Scientists have identified the exact point at which healthy brain proteins collide with the tangled mess commonly associated with Alzheimer’s disease.
Researchers at the University of California Santa Barbara (UCSB) are hThe benefit is that the new laboratory technology behind the discovery can be used directly to study the “unprecedented” early stages of many neurodegenerative diseases.
tau proteins abundant in the human brain. At first, these proteins look like little pieces of tendon inside nerve cells. Because they fold and are linked together by structural elements called microscopic tubesHowever, they create a kind of skeleton for brain cells that help them function properly.
Unfortunately, this fold can sometimes go awry. Abnormally tangled tau proteins are a sign of many, but not all, cases of Alzheimer’s disease.
In this complex case, known as A Neurofibrillary tanglesTau proteins are suspected of choking neurons from the inside out, interfering with cell function and ultimately leading to cell death.
Other experts argue that tau tangles are not toxic at all, but are in fact protective in nature, produced in response to some other underlying issue.
Being able to watch tau as it tangles in the lab could help researchers elucidate the protein’s role in brain degeneration. It can also be a great template for testing upcoming treatments.

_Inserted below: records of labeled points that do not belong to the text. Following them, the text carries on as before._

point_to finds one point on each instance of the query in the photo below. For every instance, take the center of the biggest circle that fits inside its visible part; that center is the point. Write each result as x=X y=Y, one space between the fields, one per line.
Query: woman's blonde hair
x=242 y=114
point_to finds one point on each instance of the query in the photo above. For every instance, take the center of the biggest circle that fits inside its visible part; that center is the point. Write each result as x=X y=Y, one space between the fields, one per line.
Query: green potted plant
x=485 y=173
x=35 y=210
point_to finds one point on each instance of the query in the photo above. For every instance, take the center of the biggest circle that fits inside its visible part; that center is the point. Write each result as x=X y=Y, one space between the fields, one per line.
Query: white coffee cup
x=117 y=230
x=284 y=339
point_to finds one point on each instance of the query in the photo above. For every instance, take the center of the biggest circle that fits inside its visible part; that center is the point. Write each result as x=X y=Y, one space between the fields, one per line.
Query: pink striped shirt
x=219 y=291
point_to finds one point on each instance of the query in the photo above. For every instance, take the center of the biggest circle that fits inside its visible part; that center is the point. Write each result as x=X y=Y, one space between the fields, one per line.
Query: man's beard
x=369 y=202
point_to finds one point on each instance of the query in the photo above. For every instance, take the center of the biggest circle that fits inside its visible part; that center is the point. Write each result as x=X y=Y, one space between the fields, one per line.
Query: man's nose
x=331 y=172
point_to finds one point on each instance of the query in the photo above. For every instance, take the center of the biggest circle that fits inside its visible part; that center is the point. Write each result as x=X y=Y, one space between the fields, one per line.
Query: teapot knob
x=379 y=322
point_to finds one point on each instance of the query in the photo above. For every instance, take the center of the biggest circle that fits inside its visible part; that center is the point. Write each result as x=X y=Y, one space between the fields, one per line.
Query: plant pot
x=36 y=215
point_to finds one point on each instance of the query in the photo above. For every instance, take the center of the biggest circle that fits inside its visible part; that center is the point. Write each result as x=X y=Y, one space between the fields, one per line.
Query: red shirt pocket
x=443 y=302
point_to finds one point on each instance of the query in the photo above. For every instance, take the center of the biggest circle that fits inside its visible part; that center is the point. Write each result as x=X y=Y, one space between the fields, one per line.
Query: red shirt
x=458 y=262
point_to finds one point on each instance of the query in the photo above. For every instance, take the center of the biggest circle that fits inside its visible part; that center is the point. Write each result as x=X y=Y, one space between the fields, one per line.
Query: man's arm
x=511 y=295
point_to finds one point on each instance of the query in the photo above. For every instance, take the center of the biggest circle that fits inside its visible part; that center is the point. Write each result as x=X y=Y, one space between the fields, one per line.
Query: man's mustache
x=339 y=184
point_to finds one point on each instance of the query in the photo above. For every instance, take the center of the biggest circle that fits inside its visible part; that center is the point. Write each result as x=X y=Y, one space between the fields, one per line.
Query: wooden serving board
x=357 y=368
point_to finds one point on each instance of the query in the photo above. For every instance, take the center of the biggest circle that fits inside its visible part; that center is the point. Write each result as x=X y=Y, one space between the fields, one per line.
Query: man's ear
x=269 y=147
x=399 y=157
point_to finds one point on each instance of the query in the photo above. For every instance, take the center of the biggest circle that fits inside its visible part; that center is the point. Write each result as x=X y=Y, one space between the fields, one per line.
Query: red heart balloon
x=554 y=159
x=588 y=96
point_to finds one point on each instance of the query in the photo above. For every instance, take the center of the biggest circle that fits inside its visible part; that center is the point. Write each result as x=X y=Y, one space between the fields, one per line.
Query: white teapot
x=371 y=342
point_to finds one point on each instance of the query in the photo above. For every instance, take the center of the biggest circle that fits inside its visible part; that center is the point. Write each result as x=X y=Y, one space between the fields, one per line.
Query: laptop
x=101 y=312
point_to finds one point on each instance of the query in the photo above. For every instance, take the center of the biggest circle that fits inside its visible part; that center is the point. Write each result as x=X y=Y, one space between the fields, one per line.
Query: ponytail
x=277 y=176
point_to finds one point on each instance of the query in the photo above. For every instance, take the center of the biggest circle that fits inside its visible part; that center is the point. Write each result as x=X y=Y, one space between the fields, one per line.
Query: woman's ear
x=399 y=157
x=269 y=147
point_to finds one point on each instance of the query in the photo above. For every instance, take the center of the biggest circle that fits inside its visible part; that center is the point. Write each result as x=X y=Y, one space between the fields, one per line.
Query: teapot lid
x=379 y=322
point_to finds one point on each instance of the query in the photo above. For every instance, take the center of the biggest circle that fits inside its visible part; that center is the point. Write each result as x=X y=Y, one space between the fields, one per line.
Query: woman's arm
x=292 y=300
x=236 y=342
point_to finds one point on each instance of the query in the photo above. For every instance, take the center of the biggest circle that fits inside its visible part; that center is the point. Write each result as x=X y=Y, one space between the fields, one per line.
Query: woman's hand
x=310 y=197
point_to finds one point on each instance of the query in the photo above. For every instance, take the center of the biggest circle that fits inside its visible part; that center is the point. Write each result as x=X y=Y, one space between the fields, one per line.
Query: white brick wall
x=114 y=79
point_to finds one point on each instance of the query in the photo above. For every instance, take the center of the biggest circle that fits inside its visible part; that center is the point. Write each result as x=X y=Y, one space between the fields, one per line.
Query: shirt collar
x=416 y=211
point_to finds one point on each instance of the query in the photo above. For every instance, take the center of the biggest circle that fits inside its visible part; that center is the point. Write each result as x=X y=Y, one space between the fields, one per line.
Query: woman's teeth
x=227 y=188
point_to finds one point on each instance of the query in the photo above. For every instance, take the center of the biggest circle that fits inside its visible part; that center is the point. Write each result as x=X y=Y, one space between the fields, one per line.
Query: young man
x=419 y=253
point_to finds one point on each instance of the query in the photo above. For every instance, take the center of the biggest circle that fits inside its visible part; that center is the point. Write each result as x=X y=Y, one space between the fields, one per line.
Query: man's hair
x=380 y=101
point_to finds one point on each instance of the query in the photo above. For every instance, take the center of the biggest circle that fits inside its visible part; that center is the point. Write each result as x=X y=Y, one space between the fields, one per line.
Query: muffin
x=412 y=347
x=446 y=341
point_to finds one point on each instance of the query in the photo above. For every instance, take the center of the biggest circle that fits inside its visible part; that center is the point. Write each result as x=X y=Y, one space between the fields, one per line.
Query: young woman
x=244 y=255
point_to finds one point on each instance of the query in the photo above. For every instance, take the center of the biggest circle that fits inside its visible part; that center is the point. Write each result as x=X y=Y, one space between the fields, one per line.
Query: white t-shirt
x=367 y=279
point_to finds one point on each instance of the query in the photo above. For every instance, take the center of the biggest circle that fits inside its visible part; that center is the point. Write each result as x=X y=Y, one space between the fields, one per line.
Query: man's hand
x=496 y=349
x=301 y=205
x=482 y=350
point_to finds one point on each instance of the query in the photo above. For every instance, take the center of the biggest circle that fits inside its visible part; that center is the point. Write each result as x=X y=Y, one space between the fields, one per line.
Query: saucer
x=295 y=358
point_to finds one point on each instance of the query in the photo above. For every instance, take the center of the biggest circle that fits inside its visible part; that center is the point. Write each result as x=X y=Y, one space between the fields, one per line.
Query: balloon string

A multidisciplinary team of scientists at the University of California, San Francisco, has proposed a way to do just that.
With just under a volt of electricity, the researchers have shown that they can spark an out-of-control struggle between a specific type of tau protein.
This current is designed to mimic the molecular signals that naturally cause “hyperfolding” of tau proteins in the brainallowing researchers to monitor in real time as tau proteins pass a critical “tipping point” and switch from a healthy state to a diseased state.
When this line is crossed, tangles quickly form.
“This method provides scientists with a new way to simultaneously stimulate and monitor dynamic changes in a protein as it goes from good to bad.” Explain Biochemist Daniel Morse of the University of California.
“Because we can trigger and fine-tune the process, we can use this system to see which molecules can intercept or prevent certain stages of folding and assembly.”
Tau proteins include a range of multiple soluble variants, but the type used in the current study is called K18, and it is a core peptide containing a microtubule-binding domain.
Interestingly, the researchers found that when K18 was exposed to a voltage over a long period of time (hours or days), it triggered a rapid and irreversible twitch.
However, even after only 15 minutes of short exposure, the tau proteins began to aggregate into knots, albeit one that was easier to untangle with reverse voltage.
This could be a sign that tau tangling could develop over time, just as symptoms of Alzheimer’s disease seem to be.
Transition from a healthy tau protein to a diseased protein, researchers He writesit can be “progressive key rather than the result of one all-or-nothing key”.
This is an interesting insight into K18, but there are many other forms of tau that are sometimes associated with Alzheimer’s disease.
The manner in which these other proteins fold and aggregate and the implications for cell activity can now, in theory, be studied using similar techniques.
The study has been published in Journal of Biological Chemistry.